By Ed Mayo

Pilotlight Team

For the last five years, we have run an annual staff survey that is independently evaluated. We have shared the results with the staff and the trustees of Pilotlight and the survey has been invaluable in steering how we operate as a charity. 

Of course, an annual survey is not the only way in which our team have a voice. Over the pandemic, for example, we have been running fortnightly pulse surveys, a short check-in on how people are feeling, together with ideas on what could be improved. 

There is no off-the-peg template for charity staff surveys that is widely accepted. Sadly, there are only a few benchmarks specific to the sector that can be used for comparison of the results. You can always form your own data pools with others to compare – we have done so with others on a voluntary basis through the charity leadership network ACEVO, but it’s not straightforward. Hopefully, in an age of data, this is something that can improve in the years to come.

One reason perhaps is the cost to charities of using independent evaluation. It’s tempting to simply do this in-house. However, the evidence suggests that there is always a difference to the results, if you can’t offer an assurance to staff that what they say is anonymous and can be said without constraint or fear of consequences. 

Without easy benchmarks, the most useful comparison is data collected over time. The benefit of data from the last five years is that it has allowed us to map and track staff responses, so we can see how the period of change and growth has affected our team, including of course the great disruption of work over the pandemic.

How does it work at Pilotlight?

The evaluation is completed by Cornish + Grey, our evaluation partners, using a structured survey. The results are reported to the Board through its People and Culture Committee. The committee then considers results.

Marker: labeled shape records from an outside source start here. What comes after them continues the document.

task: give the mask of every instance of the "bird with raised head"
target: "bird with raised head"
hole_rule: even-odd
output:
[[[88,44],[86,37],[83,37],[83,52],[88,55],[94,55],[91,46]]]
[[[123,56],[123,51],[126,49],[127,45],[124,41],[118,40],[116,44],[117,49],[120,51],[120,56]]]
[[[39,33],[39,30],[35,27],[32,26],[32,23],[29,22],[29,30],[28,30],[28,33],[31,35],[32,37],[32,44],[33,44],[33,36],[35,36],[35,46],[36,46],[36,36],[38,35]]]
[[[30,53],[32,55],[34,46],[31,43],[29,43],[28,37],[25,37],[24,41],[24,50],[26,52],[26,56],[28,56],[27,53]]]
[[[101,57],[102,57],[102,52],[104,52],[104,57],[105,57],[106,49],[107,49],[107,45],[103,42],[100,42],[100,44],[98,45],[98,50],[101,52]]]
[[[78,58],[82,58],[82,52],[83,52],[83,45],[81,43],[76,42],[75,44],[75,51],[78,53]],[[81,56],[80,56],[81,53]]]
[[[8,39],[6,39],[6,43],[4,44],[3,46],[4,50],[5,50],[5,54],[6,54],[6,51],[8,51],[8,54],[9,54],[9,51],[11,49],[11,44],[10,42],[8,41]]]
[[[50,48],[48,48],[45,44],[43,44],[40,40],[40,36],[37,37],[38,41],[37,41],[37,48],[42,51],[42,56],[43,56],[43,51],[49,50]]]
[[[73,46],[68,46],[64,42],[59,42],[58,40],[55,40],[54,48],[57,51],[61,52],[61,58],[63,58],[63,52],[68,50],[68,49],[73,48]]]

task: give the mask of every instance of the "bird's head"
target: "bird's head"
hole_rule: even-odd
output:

When the committee considered the 2022 results, a series of actions were identified, building on the positives and addressing areas of weakness. We have a lot to be happy about too. The Chair of the committee, a very experienced HR Director and Pilotlighter, commented that “I would die for this level of results in the companies that I work with.”

All 24 staff completed Pilotlight’s 2022 annual staff survey.  All 24 agreed that ‘I am proud to work for Pilotlight’.

Responses to the question: What would you say is Pilotlight’s biggest strength? focused on ‘its people’ and shared purpose.  Almost all staff agreed ‘The people I work with treat each other with fairness and respect’, ‘I understand what Pilotlight wants to achieve as an organisation’, ‘I have confidence in the leadership team’, ‘I feel appreciated’, and ‘I am treated with fairness and respect’.  

92% of staff (22 of 24) would recommend Pilotlight as an employer.

Average scores for the statements around organisation presented a varied picture.  While the statements ‘I understand what Pilotlight wants to achieve as an organisation’, ‘I have confidence in the leadership team’ and ‘The leadership team contributes to a positive work culture’ all had high average ratings (4.5 and above, out of 5), the average ratings for ‘Communication between different teams is effective’ and ‘Morale at Pilotlight is high’ had dropped to under 3.5.  The mixed ratings and the written comments suggested that the external context is significant here. 

“I think coming out of the pandemic and moving into hybrid working has created logistical issues, and actually made it harder for teams to communicate. In essence, another channel has been added that created more work and uncertainty.”

Responses to the health, wellbeing and diversity statements were good.  Almost all staff (23/24) agreed with ‘I am motivated by what Pilotlight wants to achieve as an organisation’, ‘I feel appreciated’ and ‘I am treated with fairness and respect’ – indeed, two thirds of staff (16/24) strongly agreed with the latter statement.  22 out of 24 staff agree that ‘Pilotlight values diversity’ and ‘Pilotlight is open to new ideas’. One person commented that “the positive work culture is something I value most about Pilotlight”.  

One of the most effective questions is around ‘what three words would you use to describe Pilotlight’, which generates a word cloud on our culture for each year.

In 2022, the top two words used to describe the culture at Pilotlight were ambitious and supportive.   Other common words were friendly, inclusive, welcoming and hard working. It is good to see kindness too make an appearance.

Vaules

To make more of the results, we have been able to develop an interpretive framework which links the survey to our organisational values and culture. Pilotlight has three values – we bring people together, we believe in potential, and we expect the best – and through these we work with six linked behaviours. By designing and clustering questions around these behaviours, we are able to generate a unique dashboard on our organisational culture.

Six behaviours

Pilotlight has a special culture. Of all the places I have worked, this is the most impressive level of sheer positivity and generosity towards colleagues, with the motivation to make a difference for the charities and people we work with.

So often, organisations make claims for their culture, or make assumptions for their culture, but in truth they are flying blind. With charities, organisational values and workplace culture is an essential ingredient for success, so data such as through a rigorous staff survey can be a very practical help.

This way of leading a staff survey may not work for every organisation and questions of interest will also vary, but if more and more charities strive to put in place some measurements, in a few years’ time we can hope for a sector-wide framework.